Impresionado ante aquella valentía y lleno de rabia por no hacer nada, el teniente Pedro Velarde se presenta ante su coronel y le dice que hay que intervenir –el ejército tenía la orden de no participar en ningún levantamiento- los militares debían ayudar al pueblo y armar a los civiles. Ante la negativa de su superior, Velarde da un portazo, se llena de valor, toma un mosquete y consigue que unos 30 fusileros vayan con él. Decide ir al Parque de Artillería de Monteleón, durante el camino se le van uniendo civiles y un gran amigo suyo, el teniente Jacinto Ruíz. En el parque de artillería se encontraba encerrado el capitán Daoiz y 10 hombres más bajo la custodia de unos 80 franceses, quienes impedían que se fabricara más munición. En esas apareció Velarde con sus soldados y civiles, quienes al grito de ¨ ¡Muerte a los franceses! ¨ tomaron al asalto aquel reducto y liberaron a Daoiz, éste último agradeció el gesto, pero se negó a entregar armas a la población, no haría sino empeorar las cosas. Finalmente, tras una gran discusión, el capitán vino a razones y comprendió la gravedad de la situación, quedó al mando y consiguió armar a unos 500 madrileños que se atrincheraron allí.

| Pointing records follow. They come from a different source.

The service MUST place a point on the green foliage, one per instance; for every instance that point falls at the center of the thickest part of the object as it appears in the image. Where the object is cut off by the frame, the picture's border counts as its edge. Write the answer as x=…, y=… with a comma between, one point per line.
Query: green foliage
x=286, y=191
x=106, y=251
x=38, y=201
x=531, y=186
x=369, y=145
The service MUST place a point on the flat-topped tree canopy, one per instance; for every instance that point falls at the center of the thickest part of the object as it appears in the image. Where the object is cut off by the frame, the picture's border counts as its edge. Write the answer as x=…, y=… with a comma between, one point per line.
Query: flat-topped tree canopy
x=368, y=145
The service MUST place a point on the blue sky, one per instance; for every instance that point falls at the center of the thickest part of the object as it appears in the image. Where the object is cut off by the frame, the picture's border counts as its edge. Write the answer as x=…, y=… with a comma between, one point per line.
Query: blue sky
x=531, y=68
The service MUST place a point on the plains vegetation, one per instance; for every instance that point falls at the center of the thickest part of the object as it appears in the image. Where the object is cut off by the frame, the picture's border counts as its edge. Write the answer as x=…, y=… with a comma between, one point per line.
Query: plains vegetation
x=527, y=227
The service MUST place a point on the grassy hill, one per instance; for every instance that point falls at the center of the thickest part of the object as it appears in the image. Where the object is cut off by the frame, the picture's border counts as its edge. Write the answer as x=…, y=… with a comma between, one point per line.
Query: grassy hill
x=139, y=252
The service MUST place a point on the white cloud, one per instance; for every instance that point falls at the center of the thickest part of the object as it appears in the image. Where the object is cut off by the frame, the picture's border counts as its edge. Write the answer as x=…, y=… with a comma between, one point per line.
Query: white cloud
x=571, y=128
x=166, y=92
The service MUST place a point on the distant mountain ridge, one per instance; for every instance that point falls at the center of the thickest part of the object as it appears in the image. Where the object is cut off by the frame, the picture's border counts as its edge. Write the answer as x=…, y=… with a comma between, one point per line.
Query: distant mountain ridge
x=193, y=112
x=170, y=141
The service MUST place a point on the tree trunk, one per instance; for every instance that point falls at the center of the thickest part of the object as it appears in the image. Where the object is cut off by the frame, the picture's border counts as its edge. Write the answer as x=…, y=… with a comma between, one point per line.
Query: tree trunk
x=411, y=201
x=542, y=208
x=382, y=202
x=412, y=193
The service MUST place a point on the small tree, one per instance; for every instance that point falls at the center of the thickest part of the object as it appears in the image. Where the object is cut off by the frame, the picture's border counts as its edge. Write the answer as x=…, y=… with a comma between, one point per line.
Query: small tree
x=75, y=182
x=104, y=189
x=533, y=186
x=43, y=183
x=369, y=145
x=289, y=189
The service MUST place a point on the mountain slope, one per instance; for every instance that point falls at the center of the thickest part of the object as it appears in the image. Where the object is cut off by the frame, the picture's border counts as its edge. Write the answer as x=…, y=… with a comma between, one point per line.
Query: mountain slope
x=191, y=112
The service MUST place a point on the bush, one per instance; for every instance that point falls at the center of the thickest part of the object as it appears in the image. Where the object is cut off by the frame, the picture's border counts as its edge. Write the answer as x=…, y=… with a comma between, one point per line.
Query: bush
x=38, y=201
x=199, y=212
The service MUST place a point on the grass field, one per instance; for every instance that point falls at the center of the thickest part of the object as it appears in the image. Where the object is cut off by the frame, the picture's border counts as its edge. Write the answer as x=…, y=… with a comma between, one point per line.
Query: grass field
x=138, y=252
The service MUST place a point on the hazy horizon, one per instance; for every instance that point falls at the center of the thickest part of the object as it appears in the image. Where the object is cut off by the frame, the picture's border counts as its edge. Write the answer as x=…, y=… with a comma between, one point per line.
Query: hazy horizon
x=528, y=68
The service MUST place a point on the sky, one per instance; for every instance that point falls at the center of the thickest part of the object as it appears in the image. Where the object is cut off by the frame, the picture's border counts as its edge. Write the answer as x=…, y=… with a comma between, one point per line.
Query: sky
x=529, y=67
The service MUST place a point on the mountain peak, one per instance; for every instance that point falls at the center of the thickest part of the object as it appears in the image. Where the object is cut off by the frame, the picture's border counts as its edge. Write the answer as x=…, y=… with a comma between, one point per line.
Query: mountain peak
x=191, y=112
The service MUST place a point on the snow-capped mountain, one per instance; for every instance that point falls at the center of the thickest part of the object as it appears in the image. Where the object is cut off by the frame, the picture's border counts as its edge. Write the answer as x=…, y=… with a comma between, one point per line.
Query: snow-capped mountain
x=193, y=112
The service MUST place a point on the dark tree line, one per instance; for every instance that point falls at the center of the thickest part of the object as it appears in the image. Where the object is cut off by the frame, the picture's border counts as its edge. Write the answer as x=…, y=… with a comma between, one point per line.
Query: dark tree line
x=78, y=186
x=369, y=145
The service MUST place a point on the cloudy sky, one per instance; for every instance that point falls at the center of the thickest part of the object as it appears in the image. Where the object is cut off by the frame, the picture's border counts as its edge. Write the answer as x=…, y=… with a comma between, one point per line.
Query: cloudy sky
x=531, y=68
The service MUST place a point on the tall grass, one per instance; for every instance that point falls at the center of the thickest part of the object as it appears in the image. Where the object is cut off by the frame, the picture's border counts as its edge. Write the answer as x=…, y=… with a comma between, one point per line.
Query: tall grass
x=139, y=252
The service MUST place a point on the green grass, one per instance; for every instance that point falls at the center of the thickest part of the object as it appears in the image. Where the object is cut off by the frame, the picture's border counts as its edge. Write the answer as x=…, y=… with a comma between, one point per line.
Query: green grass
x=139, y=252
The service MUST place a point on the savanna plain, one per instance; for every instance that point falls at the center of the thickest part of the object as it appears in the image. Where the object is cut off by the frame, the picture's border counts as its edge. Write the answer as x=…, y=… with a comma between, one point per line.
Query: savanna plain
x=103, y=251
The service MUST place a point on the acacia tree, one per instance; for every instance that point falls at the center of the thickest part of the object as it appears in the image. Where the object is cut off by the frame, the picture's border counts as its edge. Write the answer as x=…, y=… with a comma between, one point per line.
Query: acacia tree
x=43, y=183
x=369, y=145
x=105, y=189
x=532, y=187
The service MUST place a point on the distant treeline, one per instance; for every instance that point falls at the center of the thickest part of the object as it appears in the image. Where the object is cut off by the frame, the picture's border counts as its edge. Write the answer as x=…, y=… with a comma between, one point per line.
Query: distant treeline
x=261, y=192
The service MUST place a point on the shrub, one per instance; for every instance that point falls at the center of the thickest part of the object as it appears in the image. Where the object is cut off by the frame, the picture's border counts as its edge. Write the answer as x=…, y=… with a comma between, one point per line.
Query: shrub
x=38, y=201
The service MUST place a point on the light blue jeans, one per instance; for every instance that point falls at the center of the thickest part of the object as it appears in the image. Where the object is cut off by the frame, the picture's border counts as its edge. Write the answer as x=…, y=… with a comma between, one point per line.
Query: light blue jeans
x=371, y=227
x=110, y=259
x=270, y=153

Los franceses, conocedores de la noticia se dirigieron hasta el parque de artillería y lo rodearon, los españoles aun a sabiendas de que era inútil resistir clavaron la bandera y decidieron resistir hasta el final. Los franceses pretendieron dialogar y enviaron un mensajero a caballo que fue reprendido con un cañonazo por parte de los españoles, no estaban allí para hablar. Los gabachos lanzaron fuego a discreción contra la posición española y seguidamente cargaron contra ellos, los madrileños, por su parte intentaron resistir como pudieron, lucharon con uñas y dientes, incluso rodeados acometieron algún envite. Eran conscientes de que morirían allí, pero ya que iban a encontrarse con Dios en breve, preferían hacerlo con gallardía y llevándose con ellos a algunos indeseables.
La lucha resultó cruenta, Daoiz y Velarde perdieron la vida junto a la mayoría de los allí acantonados. Y los franceses se cobraron con creces aquella jugarreta, pues noche tras noche, se dedicaron a ejecutar a todos los prisioneros que habían hecho. Mas la refriega no había terminado, aquella revuelta significó el principio del fin de los franceses en España. Al día siguiente, el alcalde de Móstoles ante las noticias de la represión francesa proclamó un bando en el que llamaba a empuñar las armas contra el invasor e ir en socorro de la capital. Así sucedió y en ayuda de ésta acudieron prestos los municipios de Talavera de la Reina y Trujillo. El orgullo español acababa de desatarse, con aquella vena patriótica daba comienzo a la Guerra de Independencia.